I tooled around for a few months, trying to find one that would suit me – accomplished without being professional, committed but not pretentious, big enough to be fun but not large enough to get lost in. After a couple of false starts and unanswered enquiries I finally sent off an email to the director of a smallish inner-west community choir called Polyphony, explaining who I was and what I was looking for. His reply was enthusiastic and generous, so one sticky January evening I went along to a rehearsal.

When I walked into that crumbling old church that doubles as Polyphony’s rehearsal space, I knew I’d come home. The director, Jack Colwell – a successful independent musician in his own right – held out his hand to shake mine with a big, warm smile and said “Welcome!” But it was when we stood to sing through the first song – a Tori Amos tune that sucked me right back to the emotional upheaval of my late teens – I nearly burst into tears. I had forgotten how it felt to sing with other people, and the sudden rush of memory and pure joy was like a kick to the heart.

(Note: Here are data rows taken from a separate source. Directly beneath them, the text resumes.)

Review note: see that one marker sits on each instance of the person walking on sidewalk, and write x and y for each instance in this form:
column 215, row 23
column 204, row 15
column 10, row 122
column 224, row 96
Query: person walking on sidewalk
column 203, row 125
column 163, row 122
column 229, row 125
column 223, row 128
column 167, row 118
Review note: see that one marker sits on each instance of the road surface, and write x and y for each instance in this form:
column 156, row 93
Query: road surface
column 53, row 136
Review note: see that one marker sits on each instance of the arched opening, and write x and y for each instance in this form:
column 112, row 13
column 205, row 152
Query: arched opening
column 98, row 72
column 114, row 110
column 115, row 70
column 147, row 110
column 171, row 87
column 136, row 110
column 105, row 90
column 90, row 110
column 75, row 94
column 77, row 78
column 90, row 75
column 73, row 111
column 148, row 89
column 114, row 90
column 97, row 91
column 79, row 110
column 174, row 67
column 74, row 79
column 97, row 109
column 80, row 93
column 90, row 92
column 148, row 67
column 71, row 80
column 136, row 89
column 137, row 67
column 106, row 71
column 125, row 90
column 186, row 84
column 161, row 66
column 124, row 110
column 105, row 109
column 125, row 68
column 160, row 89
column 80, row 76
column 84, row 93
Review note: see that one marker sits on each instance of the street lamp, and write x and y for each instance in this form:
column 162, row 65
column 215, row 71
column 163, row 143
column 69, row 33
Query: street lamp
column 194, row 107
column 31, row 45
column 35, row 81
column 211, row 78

Singing in a choir has been linked to everything from increased immune competence, elevated mood, social inclusion and a more positive sense of self, to increased wellbeing in prisoners. But to anyone who’s ever done it, these things are self-evident. The euphoria and catharsis that accompanies collective music-making is intensified all the more when those sounds are coming from your body. French sociologist Émile Durkheim called the feeling “collective effervescence”; it’s most readily associated with religious fervour. The critical thing is that you cannot do it alone: it’s a heightened experience only achievable when you band together with others in a shared practice, with a shared goal. And when you are moving to a beat with 35 other people, whether your voices are locked together in unison or split along different harmonies and rhythms, it’s about as close as you can come to secular transcendence.

Singing in a choir taught me that music is best when it’s shared, but singing with Polyphony taught me how important it is to make time for pure joy. We are a community choir: we are political staffers, artists, school teachers, computer programmers, personal assistants, events managers, administrators, students, and therapists; we have all kinds of cultural backgrounds and personal lives. We have picnics in the park, clothes swaps, boozy parties and karaoke nights. We put on two concerts a year, and get involved with other artists around the inner west. In 2017, we sang as a surprise encore at the Unity concert in favour of marriage equality. The only thing we all have in common is that we sing together, yet it is enough.

When I left rehearsal that first night I said to Jack, “You guys don’t know it yet, but you’re my people.” It’s as true now as it was then. Polyphony made Sydney a home for me, but in a really fundamental way, it also brought me back to myself.